Date: Wed, 5 Mar 2008 11:43:23 -0500
Reply-To: Robert Feyerharm <robertf@HEALTH.OK.GOV>
Sender: "SAS(r) Discussion" <SAS-L@LISTSERV.UGA.EDU>
From: Robert Feyerharm <robertf@HEALTH.OK.GOV>
Subject: interpolating cumulative probabilities to categorical data
One of the public health surveys which I'm currently analyzing collects
information about the respondents household income. The respondent is
asked which income category her household income falls in:
Less than $10,000,
$10,000 to $14,999,
$15,000 to $19,999,
$20,000 to $24,999,
$25,000 to $34,999,
$35,000 to $49,999, or
$50,000 or more.
I've been asked to calculate the % of mothers from various household sizes
who fall below 185% of the Federal Poverty Level (FPL) for 2006. Of course
the FPL incomes don't match the income categories in my public health
survey. What are the best techniques for interpolating %s between income
categories?
I've thought of two approaches to this problem:
1) Calculate a simple linear interpolation without resorting to
statistical models. For example, if 50% of single moms have incomes
<$10,000, and 70% have incomes <$15,000 according to the survey data, then
calculate the % of mothers with incomes <$12,500 by finding 50%+(70%-50%)*
($12,500-$10,000)/($15,000-$10,000)=60%. This method can be applied all
income categories except $50,000+.
2) Perform a logarithmic transformation y = -log(1 - F(p)) on the
cumulative probabilities for each income category in order to fit a least
squares regression line to the 6 data points.

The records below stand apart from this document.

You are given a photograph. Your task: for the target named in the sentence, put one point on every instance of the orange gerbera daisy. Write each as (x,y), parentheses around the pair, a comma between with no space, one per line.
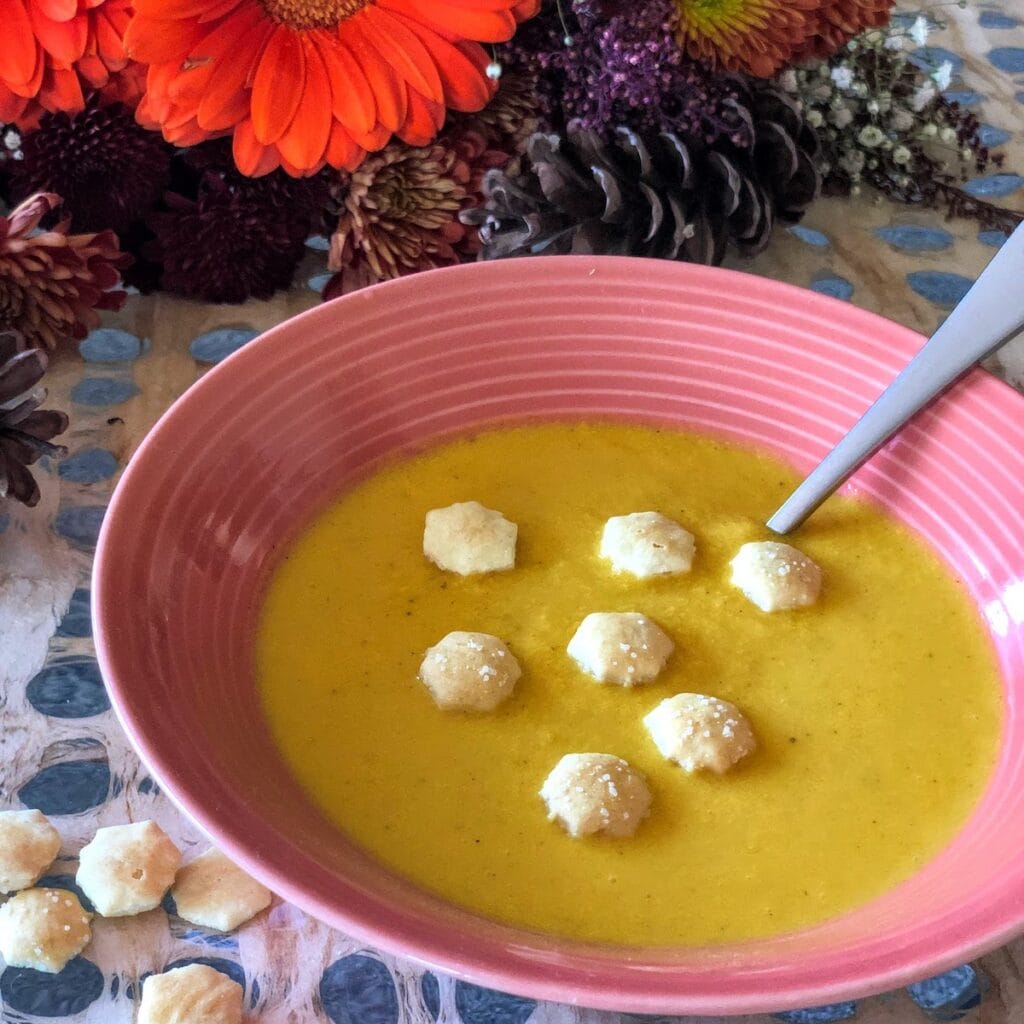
(53,51)
(303,83)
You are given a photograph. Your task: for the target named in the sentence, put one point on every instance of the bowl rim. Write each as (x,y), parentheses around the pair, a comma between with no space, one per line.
(445,950)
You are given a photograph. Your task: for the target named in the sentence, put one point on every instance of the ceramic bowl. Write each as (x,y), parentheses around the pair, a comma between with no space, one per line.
(278,430)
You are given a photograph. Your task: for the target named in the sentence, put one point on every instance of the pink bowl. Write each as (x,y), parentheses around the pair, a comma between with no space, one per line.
(275,431)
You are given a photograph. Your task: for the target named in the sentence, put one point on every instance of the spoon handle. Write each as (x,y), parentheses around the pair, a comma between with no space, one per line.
(990,313)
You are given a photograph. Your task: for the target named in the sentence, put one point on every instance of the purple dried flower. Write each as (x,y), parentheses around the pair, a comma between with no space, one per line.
(606,67)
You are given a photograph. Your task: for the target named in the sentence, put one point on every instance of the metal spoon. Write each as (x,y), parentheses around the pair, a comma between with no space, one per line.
(990,313)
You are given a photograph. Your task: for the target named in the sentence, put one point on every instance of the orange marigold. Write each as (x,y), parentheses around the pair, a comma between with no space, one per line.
(52,52)
(760,37)
(304,83)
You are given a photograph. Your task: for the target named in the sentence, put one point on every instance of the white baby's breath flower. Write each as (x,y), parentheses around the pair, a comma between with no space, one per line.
(919,31)
(902,120)
(842,76)
(841,117)
(870,136)
(787,80)
(943,75)
(852,162)
(923,96)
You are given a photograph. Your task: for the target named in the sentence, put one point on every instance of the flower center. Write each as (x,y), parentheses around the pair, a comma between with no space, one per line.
(311,13)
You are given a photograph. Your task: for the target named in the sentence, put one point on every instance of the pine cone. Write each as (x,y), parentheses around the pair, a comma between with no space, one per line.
(26,430)
(657,196)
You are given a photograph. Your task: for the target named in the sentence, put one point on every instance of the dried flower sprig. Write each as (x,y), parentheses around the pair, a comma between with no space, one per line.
(884,122)
(27,431)
(599,68)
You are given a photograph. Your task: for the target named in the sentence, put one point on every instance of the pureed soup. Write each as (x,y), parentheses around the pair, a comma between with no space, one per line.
(877,711)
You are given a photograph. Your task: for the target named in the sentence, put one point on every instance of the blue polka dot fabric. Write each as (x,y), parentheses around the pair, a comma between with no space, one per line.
(74,763)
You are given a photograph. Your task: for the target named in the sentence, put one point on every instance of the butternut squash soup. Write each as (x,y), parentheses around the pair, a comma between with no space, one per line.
(877,710)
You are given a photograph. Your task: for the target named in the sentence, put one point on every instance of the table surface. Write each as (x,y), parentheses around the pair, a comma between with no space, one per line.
(61,749)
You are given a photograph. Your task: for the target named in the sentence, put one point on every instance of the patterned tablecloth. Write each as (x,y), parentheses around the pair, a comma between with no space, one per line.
(61,750)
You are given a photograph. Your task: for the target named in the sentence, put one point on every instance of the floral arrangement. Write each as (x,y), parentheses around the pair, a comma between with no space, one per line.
(195,146)
(215,136)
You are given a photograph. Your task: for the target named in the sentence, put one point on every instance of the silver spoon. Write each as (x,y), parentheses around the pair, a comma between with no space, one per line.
(990,313)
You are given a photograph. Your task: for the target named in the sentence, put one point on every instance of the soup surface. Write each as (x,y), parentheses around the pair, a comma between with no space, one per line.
(877,711)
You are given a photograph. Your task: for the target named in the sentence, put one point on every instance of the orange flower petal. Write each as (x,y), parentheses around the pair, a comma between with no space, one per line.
(93,71)
(305,140)
(351,98)
(226,99)
(17,44)
(302,172)
(221,9)
(57,10)
(459,22)
(186,133)
(154,41)
(341,148)
(388,91)
(172,10)
(464,79)
(30,89)
(62,40)
(278,85)
(374,139)
(402,49)
(11,107)
(423,121)
(109,41)
(61,91)
(251,157)
(218,45)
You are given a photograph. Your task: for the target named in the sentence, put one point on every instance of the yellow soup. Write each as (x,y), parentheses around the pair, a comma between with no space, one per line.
(877,711)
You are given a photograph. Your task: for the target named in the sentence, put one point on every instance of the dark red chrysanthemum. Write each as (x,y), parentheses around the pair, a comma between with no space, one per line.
(108,169)
(52,283)
(227,238)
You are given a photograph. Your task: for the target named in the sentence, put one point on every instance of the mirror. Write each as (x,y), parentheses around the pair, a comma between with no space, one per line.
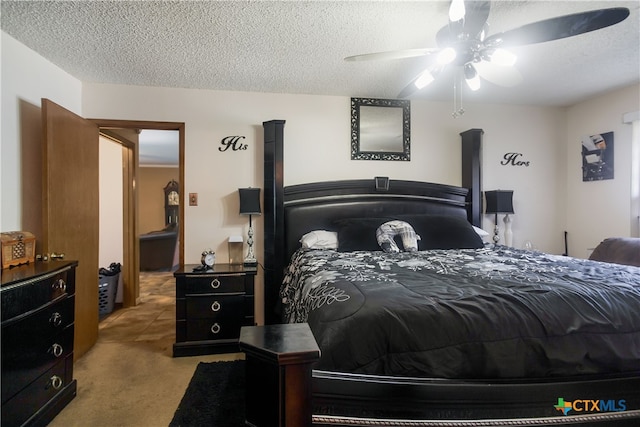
(380,129)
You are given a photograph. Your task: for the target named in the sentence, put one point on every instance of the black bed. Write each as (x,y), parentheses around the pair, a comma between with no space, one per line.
(539,340)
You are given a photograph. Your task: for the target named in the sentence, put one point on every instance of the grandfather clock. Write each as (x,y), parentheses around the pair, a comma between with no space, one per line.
(171,204)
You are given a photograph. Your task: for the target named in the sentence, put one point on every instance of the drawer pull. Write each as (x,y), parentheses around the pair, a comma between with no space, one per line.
(57,350)
(56,382)
(59,284)
(56,319)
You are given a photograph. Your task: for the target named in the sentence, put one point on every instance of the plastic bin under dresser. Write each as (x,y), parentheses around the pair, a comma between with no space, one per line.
(37,341)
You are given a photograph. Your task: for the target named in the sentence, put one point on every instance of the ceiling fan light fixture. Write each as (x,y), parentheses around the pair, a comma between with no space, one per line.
(424,79)
(471,77)
(456,10)
(446,56)
(503,57)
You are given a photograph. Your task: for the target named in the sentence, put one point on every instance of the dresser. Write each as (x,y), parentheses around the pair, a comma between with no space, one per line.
(211,307)
(37,341)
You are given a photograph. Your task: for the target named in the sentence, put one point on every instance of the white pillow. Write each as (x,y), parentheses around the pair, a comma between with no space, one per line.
(320,239)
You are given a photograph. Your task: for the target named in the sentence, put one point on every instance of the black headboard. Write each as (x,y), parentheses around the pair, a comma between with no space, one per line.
(318,205)
(295,210)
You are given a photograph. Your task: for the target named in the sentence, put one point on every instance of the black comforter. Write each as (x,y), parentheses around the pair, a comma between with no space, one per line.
(477,313)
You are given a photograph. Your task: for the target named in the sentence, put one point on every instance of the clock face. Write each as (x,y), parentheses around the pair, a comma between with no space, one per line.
(210,259)
(173,199)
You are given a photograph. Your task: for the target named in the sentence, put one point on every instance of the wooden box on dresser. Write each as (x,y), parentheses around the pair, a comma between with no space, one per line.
(211,307)
(37,341)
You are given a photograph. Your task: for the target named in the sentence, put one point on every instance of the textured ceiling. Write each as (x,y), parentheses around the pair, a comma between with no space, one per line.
(299,46)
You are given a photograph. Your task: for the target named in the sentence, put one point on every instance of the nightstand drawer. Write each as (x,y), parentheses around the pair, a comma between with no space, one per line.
(211,307)
(215,306)
(212,329)
(214,284)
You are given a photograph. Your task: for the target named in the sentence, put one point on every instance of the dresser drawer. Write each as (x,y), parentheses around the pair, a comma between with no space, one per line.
(23,297)
(27,360)
(207,284)
(45,387)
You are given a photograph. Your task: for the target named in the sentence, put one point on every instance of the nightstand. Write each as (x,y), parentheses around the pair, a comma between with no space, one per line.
(211,307)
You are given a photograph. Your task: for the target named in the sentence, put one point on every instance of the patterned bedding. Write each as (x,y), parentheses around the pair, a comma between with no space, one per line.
(494,312)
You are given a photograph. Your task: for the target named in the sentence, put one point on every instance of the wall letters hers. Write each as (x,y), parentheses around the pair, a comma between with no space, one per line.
(514,159)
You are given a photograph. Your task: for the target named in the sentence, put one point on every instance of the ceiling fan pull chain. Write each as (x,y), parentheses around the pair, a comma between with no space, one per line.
(457,95)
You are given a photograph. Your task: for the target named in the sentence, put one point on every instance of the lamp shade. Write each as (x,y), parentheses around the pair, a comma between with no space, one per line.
(499,201)
(249,201)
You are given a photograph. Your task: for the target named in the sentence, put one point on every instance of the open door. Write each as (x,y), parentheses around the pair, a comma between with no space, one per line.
(70,213)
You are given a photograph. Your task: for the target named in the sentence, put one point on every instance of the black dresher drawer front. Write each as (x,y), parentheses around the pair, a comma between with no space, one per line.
(215,306)
(25,298)
(23,363)
(26,403)
(208,284)
(40,325)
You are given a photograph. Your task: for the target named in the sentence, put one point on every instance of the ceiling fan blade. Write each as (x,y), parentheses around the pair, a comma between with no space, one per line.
(476,17)
(409,89)
(497,74)
(394,54)
(559,27)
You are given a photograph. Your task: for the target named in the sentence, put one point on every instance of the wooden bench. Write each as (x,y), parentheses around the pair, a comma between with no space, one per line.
(278,374)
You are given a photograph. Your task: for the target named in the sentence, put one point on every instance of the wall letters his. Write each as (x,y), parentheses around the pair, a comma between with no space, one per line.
(232,142)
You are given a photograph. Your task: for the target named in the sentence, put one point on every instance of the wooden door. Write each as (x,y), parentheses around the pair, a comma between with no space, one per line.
(71,209)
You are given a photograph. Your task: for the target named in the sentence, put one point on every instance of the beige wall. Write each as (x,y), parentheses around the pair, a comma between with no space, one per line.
(151,183)
(600,209)
(549,196)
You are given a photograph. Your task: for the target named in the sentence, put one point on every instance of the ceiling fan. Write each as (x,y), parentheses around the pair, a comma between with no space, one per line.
(465,44)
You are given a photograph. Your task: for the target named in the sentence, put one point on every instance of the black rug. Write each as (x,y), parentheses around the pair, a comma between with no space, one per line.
(214,397)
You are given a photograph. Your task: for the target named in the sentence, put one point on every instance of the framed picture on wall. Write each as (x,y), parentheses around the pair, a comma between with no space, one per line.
(597,157)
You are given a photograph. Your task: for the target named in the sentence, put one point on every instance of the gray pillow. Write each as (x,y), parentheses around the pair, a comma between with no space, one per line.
(386,233)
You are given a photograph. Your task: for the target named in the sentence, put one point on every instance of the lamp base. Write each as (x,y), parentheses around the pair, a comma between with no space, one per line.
(250,261)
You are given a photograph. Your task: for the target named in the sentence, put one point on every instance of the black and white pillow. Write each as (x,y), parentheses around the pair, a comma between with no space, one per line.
(386,233)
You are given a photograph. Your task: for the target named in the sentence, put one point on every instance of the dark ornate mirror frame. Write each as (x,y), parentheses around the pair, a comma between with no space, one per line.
(357,153)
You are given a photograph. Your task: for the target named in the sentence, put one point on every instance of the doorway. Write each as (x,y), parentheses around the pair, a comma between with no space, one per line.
(126,133)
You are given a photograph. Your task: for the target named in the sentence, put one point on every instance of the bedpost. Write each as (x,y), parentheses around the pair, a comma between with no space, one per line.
(472,173)
(273,216)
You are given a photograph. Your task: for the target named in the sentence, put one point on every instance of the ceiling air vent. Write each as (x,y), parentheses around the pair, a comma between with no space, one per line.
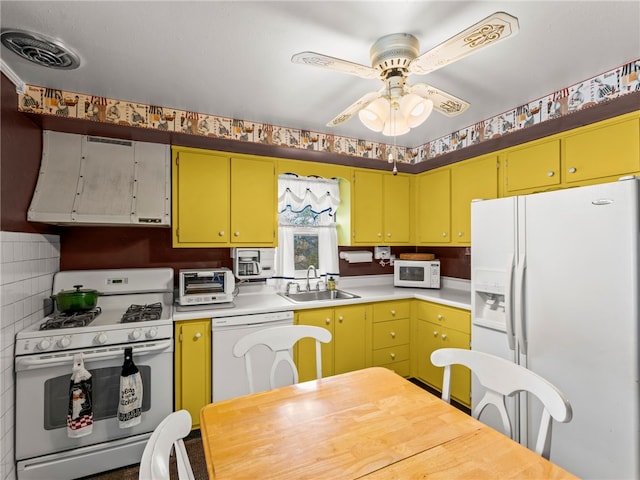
(40,50)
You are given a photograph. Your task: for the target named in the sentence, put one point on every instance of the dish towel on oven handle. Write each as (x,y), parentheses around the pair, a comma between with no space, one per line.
(130,403)
(80,414)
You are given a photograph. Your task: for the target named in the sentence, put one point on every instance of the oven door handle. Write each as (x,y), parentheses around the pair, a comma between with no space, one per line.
(44,361)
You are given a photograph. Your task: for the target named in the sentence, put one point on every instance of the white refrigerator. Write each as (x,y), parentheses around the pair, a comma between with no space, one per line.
(555,288)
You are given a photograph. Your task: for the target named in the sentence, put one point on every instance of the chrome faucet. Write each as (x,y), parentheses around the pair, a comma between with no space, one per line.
(315,275)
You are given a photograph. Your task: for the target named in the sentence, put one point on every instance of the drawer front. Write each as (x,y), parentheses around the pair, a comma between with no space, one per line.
(385,311)
(383,356)
(401,368)
(388,334)
(449,317)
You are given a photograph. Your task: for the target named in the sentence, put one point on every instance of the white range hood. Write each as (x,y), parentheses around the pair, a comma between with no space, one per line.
(87,180)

Then interpolate values of F
(p) for any value of x=income by solving the regression formula y = a +
b*x and then "detransforming" to find F(p)=1-10^-y. For large sample I've
achieved a good fit, indicating that income distribution can be described
by an exponential density function. The advantage of this method over
method 1 is that I can obtain Mean 95% CIs to estimate the precision of my
estimate. The drawback is that for small samples (n<30) the model doesn't
achieve a significant fit.
I welcome any comments/suggestions for tackling this problem.
Thanks!
Robert
|